A l’heure de la pénurie aggravée de soignants, Kim n’a pas pu poursuivre ses études d’infirmière à cause d’un rapport de stage pas assez poussé selon son école… Elle travaille depuis comme aide-soignante en psychiatrie. Elle vient d’enchaîner 7 jours de travail non-stop. Il lui est arrivé de cumuler 20 jours, sans repos. « Ils jouent sur les primes, car si on vient travailler, on nous propose de l’argent en plus, en net… donc, on dépanne. Tu récupères tes heures beaucoup plus tard, mais ça ne comble pas la fatigue sur le moment même. Le métier d’aide-soignante, dans mon service ça va. Mais dans un autre service où je suis allée, ils me considéraient comme un bouche-trou. S’il manque une aide-logistique, l’aide-soignante fera le travail. En hôpital, tu es juste dénigrée. Tu es vue comme le « ramasse-caca ». On te donne une place, juste au-dessus des personnes qui nettoient. Tu as l’impression que les gens qui ont été maltraités maltraitent les autres par la suite. Parfois, les plus jeunes sont pires que les anciens. C’est un cercle sans fin. »

 [A lire]  : Sophie, aide-soignante : "Nous sommes des bonnes à tout faire !"

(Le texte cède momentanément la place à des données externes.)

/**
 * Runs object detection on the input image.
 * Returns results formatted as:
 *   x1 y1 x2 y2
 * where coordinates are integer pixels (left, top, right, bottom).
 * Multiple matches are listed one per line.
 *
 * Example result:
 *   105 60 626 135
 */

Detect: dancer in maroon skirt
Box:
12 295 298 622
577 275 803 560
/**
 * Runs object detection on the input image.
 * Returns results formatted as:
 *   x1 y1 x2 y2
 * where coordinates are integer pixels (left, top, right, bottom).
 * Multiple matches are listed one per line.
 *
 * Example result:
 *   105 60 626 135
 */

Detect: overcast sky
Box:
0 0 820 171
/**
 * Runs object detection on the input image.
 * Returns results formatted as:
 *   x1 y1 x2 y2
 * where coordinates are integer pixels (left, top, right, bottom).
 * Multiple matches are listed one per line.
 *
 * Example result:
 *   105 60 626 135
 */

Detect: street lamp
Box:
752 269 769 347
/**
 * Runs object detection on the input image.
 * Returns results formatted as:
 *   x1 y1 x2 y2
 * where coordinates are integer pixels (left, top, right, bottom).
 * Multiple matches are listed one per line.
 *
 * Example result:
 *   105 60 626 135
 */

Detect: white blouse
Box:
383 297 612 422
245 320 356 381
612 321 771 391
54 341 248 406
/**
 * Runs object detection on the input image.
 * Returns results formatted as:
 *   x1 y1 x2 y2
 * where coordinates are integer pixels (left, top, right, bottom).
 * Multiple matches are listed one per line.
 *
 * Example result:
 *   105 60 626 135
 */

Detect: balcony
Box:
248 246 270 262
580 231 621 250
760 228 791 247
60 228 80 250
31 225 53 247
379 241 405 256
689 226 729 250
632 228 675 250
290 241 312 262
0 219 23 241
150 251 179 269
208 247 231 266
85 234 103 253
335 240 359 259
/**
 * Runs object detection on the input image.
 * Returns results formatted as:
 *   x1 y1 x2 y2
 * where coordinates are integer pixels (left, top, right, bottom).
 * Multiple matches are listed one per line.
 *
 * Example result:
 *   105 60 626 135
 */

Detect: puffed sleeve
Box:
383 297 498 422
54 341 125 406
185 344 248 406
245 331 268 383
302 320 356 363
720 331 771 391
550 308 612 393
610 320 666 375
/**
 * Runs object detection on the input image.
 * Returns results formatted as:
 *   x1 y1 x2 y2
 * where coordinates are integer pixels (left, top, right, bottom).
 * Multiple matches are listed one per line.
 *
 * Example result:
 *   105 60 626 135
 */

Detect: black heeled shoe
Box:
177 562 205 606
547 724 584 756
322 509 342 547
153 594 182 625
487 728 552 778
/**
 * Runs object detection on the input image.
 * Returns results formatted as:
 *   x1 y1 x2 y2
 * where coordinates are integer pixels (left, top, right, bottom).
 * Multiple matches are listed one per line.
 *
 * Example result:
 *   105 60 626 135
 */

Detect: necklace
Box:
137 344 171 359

Travailleurs et travailleuses de l’ombre

Pour finir, parlons des agents d’entretien hospitalier. Encore plus bas sur l’échelle de la considération, de notre place « noble ou non » selon la société, ces personnes sont davantage victimes des bas salaires et de contrats précaires : CDD de 4 mois, horaires difficiles, aucune reconnaissance. Pourtant, si le personnel d’entretien cessait ses activités, les conséquences seraient sans précédent : poubelles remplies de protections et de pansements souillés, bloc opératoire qui resterait ensanglanté, bactéries s’accumulant, contaminant les patients déjà affaiblis. Oui, les professionnels de nettoyage sont indispensables au bon fonctionnement de l’hôpital. On méprise leur travail et leur statut, et c’est inadmissible. La privatisation, devenue la règle dans ce secteur, ne permet pas d’alléger les choses, puisqu’ils sont mis en concurrence. Ce mépris que portent les individus les uns sur les autres, en fonction de leur métier, de leur niveau d’étude, m’est devenu insupportable.

Les professions exposées ici (le métier d’infirmier, celui d’aide-soignant et celui d’agent d’entretien hospitalier) n’ont pas les mêmes revendications mais leurs problèmes sont pourtant liés. Certains pointent l’écart salarial, d’autres la reconnaissance, et tout simplement les conditions de travail. Il est devenu indispensable de nous rassembler, de nous organiser. Nous avons besoin de soutien, entre autre de la part des médecins, bien silencieux par rapport à ce qui fait aussi leur quotidien.

Quand la santé va, tout va

Travailler dans la santé, aujourd’hui, c’est culpabiliser d’être malade et d’être à bout, avoir peur de laisser tomber ses collègues et les patients. C’est supporter la pénibilité, par conscience professionnelle, jusqu’à l’épuisement. Ce sont des professions où l’on se plaint très peu par rapport à ce qu’on endure. Si vous nous entendez à présent, autant vous dire que la peine est grande ! La santé, c’est aussi de la consommation insensée, des montagnes de plastique inutile, de l’usage unique, de la nourriture de mauvaise qualité là où justement elle devrait être meilleure. C’est participer à un monde hyper-hiérarchisé, où règne une condescendance notoire pour les personnes qui n’atteignent pas votre classe sociale, confondant complémentarité et supériorité. La santé en général est mise à mal, de la maternité à la maison de repos, et nous allons le payer cher.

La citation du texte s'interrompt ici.